26Elle décline aussi le thème sous sa forme nominale : les événements qu’elle relate dans Le Carrousel se déroulent « un jour qui semblait avoir été fait exprès pour contribuer aux divertissements d’une très galante fête. » La duchesse Mazarin appréciera les Poésies puisqu’elle est « obligée à aimer les divertissements pacifiques ». L’auteur affirme dans l’avis au lecteur du Journal amoureux : « Ce journal étant un simple jeu d’esprit ; et l’auteur n’ayant que votre divertissement pour objet, elle se persuade que l’on n’en tirera aucune conséquence contraire à son intention. » Mais elle use également de l’adjectif dans l’avant-propos des Annales galantes : « L’air enjoué qui est répandu sur les matières les plus sérieuses, doit paraître assez divertissant aux gens qui le remarqueront, pour les obliger à ne pas trahir l’intention d’un auteur qui leur aura si bien divertis. » Et d’affirmer à la fin de la deuxième partie :
Mais, c’est trop occuper notre loisir à une aventure si stérile : la chronologie nous conduit insensiblement à une histoire plus divertissante, et il est temps de mettre l’amour sur la scène, sous la forme la plus plaisante qu’il ait encore empruntée.

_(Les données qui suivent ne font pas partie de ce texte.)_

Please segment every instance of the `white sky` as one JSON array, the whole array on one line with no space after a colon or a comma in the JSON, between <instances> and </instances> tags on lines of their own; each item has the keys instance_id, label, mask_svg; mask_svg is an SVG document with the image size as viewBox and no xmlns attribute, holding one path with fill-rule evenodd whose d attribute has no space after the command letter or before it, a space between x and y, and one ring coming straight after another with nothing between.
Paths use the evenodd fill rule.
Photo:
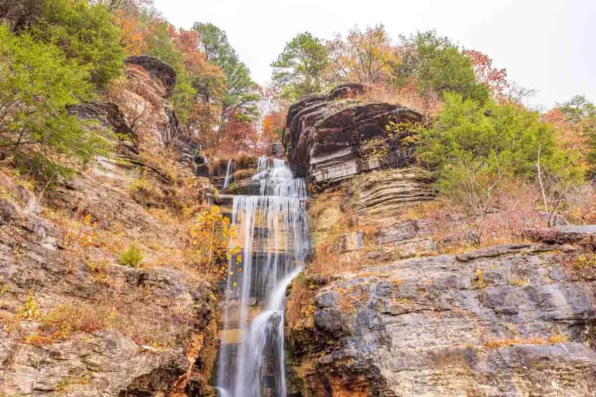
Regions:
<instances>
[{"instance_id":1,"label":"white sky","mask_svg":"<svg viewBox=\"0 0 596 397\"><path fill-rule=\"evenodd\" d=\"M505 67L521 85L539 90L532 104L552 107L576 93L596 101L596 0L155 0L176 27L210 22L253 78L296 35L330 39L358 25L382 23L390 36L436 29Z\"/></svg>"}]
</instances>

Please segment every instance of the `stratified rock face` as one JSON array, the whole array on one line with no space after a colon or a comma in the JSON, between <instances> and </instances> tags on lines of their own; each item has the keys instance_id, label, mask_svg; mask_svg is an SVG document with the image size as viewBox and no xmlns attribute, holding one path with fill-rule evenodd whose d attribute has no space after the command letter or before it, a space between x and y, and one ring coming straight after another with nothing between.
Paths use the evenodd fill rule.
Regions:
<instances>
[{"instance_id":1,"label":"stratified rock face","mask_svg":"<svg viewBox=\"0 0 596 397\"><path fill-rule=\"evenodd\" d=\"M527 229L525 232L533 240L547 244L580 244L596 248L596 225Z\"/></svg>"},{"instance_id":2,"label":"stratified rock face","mask_svg":"<svg viewBox=\"0 0 596 397\"><path fill-rule=\"evenodd\" d=\"M311 328L287 324L293 395L594 395L596 279L568 274L572 255L556 248L501 246L336 276L315 293Z\"/></svg>"},{"instance_id":3,"label":"stratified rock face","mask_svg":"<svg viewBox=\"0 0 596 397\"><path fill-rule=\"evenodd\" d=\"M380 167L378 160L363 160L362 146L383 136L390 120L420 121L417 112L387 103L359 101L364 88L358 84L340 86L325 96L308 96L288 112L283 144L297 176L306 176L324 186ZM393 151L386 161L403 165L407 150Z\"/></svg>"},{"instance_id":4,"label":"stratified rock face","mask_svg":"<svg viewBox=\"0 0 596 397\"><path fill-rule=\"evenodd\" d=\"M430 173L418 168L375 171L354 180L350 204L367 218L395 215L404 207L434 198Z\"/></svg>"},{"instance_id":5,"label":"stratified rock face","mask_svg":"<svg viewBox=\"0 0 596 397\"><path fill-rule=\"evenodd\" d=\"M164 96L169 96L176 86L176 71L169 64L149 55L133 55L125 60L125 63L142 66L151 77L162 81L165 87Z\"/></svg>"},{"instance_id":6,"label":"stratified rock face","mask_svg":"<svg viewBox=\"0 0 596 397\"><path fill-rule=\"evenodd\" d=\"M209 284L174 268L107 262L98 273L101 258L91 262L67 249L72 236L40 216L33 193L1 173L0 187L7 192L0 196L0 395L140 397L204 390L213 365L207 358L216 349L215 298ZM78 189L85 193L78 202L91 205L81 211L119 212L113 216L128 218L127 233L134 234L128 228L136 229L151 238L147 229L153 228L156 241L176 243L175 230L164 229L140 206L129 199L125 202L107 186L79 179L54 194L66 199ZM59 305L83 305L91 313L109 308L117 324L73 331L51 342L29 342L32 335L61 332L37 317L14 321L15 311L32 293L41 314ZM137 343L147 338L167 345L156 348Z\"/></svg>"}]
</instances>

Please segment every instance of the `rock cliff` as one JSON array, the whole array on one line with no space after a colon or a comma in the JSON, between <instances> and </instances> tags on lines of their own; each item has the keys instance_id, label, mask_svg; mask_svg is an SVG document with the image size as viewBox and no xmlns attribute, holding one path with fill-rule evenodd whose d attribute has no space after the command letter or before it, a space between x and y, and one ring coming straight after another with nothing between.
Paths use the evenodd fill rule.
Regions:
<instances>
[{"instance_id":1,"label":"rock cliff","mask_svg":"<svg viewBox=\"0 0 596 397\"><path fill-rule=\"evenodd\" d=\"M187 265L188 230L173 214L212 204L214 189L184 164L188 145L182 162L141 150L181 136L165 99L175 74L148 57L129 64L120 96L70 109L119 133L108 155L39 198L0 171L0 396L209 389L218 289ZM143 262L119 264L133 243Z\"/></svg>"},{"instance_id":2,"label":"rock cliff","mask_svg":"<svg viewBox=\"0 0 596 397\"><path fill-rule=\"evenodd\" d=\"M323 188L309 210L316 249L288 293L288 395L595 395L594 226L439 255L439 229L473 240L472 223L429 216L432 176L407 161L362 173L367 137L419 115L354 103L359 89L288 115L288 158Z\"/></svg>"},{"instance_id":3,"label":"rock cliff","mask_svg":"<svg viewBox=\"0 0 596 397\"><path fill-rule=\"evenodd\" d=\"M296 176L308 176L324 186L390 162L409 161L407 148L392 148L386 160L364 158L367 141L386 136L389 121L422 121L418 112L388 103L366 103L359 99L364 87L340 86L327 95L311 95L290 107L283 145Z\"/></svg>"}]
</instances>

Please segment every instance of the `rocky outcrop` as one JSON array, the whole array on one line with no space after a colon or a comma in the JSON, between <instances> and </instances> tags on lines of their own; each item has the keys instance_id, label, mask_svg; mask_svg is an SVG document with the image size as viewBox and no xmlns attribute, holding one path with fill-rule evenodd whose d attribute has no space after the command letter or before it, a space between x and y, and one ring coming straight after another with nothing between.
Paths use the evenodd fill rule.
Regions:
<instances>
[{"instance_id":1,"label":"rocky outcrop","mask_svg":"<svg viewBox=\"0 0 596 397\"><path fill-rule=\"evenodd\" d=\"M149 55L134 55L125 60L125 63L138 65L149 72L151 77L157 77L163 85L165 92L162 96L169 96L176 86L176 71L165 62Z\"/></svg>"},{"instance_id":2,"label":"rocky outcrop","mask_svg":"<svg viewBox=\"0 0 596 397\"><path fill-rule=\"evenodd\" d=\"M71 205L85 203L73 211L92 214L104 226L125 226L117 238L180 243L175 230L117 190L88 178L72 183L71 192L84 195L69 196L69 188L53 194ZM0 395L197 395L205 390L216 349L210 285L184 270L116 264L92 243L105 241L101 230L109 227L84 237L65 233L41 215L30 190L4 174L0 190ZM84 238L85 245L74 248L73 238ZM60 308L63 320L50 320ZM70 329L76 321L84 329Z\"/></svg>"},{"instance_id":3,"label":"rocky outcrop","mask_svg":"<svg viewBox=\"0 0 596 397\"><path fill-rule=\"evenodd\" d=\"M527 229L525 232L533 240L547 244L579 244L596 249L596 225Z\"/></svg>"},{"instance_id":4,"label":"rocky outcrop","mask_svg":"<svg viewBox=\"0 0 596 397\"><path fill-rule=\"evenodd\" d=\"M375 171L355 179L346 197L350 207L365 218L391 217L434 198L432 182L430 173L417 168Z\"/></svg>"},{"instance_id":5,"label":"rocky outcrop","mask_svg":"<svg viewBox=\"0 0 596 397\"><path fill-rule=\"evenodd\" d=\"M382 160L363 157L363 146L386 136L390 120L421 121L418 112L388 103L364 103L361 85L340 86L324 96L308 96L288 110L283 145L297 176L316 184L334 183L385 164L403 165L410 160L408 148L392 147Z\"/></svg>"},{"instance_id":6,"label":"rocky outcrop","mask_svg":"<svg viewBox=\"0 0 596 397\"><path fill-rule=\"evenodd\" d=\"M591 395L596 279L573 257L519 244L299 278L290 301L315 292L309 326L286 324L293 395Z\"/></svg>"}]
</instances>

28Contrairement à nombre d’auteurs qui cherchent à légitimer leurs écrits en affichant une intention instructive ou morale, Mme de Villedieu met en avant en permanence la simple recherche du divertissement [29] ; mais dans son cas il s’agit d’une modestie sincère tout autant que de précaution opportuniste.
Le génie et la gloire
29Dans l’avis au lecteur de Carmente, elle n’hésite pas à affirmer : « Tu sais bien que le Génie seul conduit ma plume lorsqu’elle t’offre quelque chose, et qu’un peu d’usage du beau monde, est l’unique étude que j’ai faite [30]. » Elle s’excuse dans la dédicace du Favori de la « faiblesse de [s]on génie ». Pourtant, ce génie qu’elle décrie lui vaut le succès et même l’attribution, dès son vivant, d’un grand nombre d’œuvres qui ne sont pas siennes, d’où la mise au point figurant au début de la cinquième partie du Journal amoureux :
On soupçonne mon génie d’une fécondité si générale que j’ai cru devoir aux erreurs du public, quelques lignes d’avertissement sincère. Je ne prétends point blâmer les livres que je désavoue ; mais par un pur scrupule sur les larcins de la gloire d’autrui, je déclare n’avoir aucune part, à la troisième, et quatrième parties du Journal amoureux.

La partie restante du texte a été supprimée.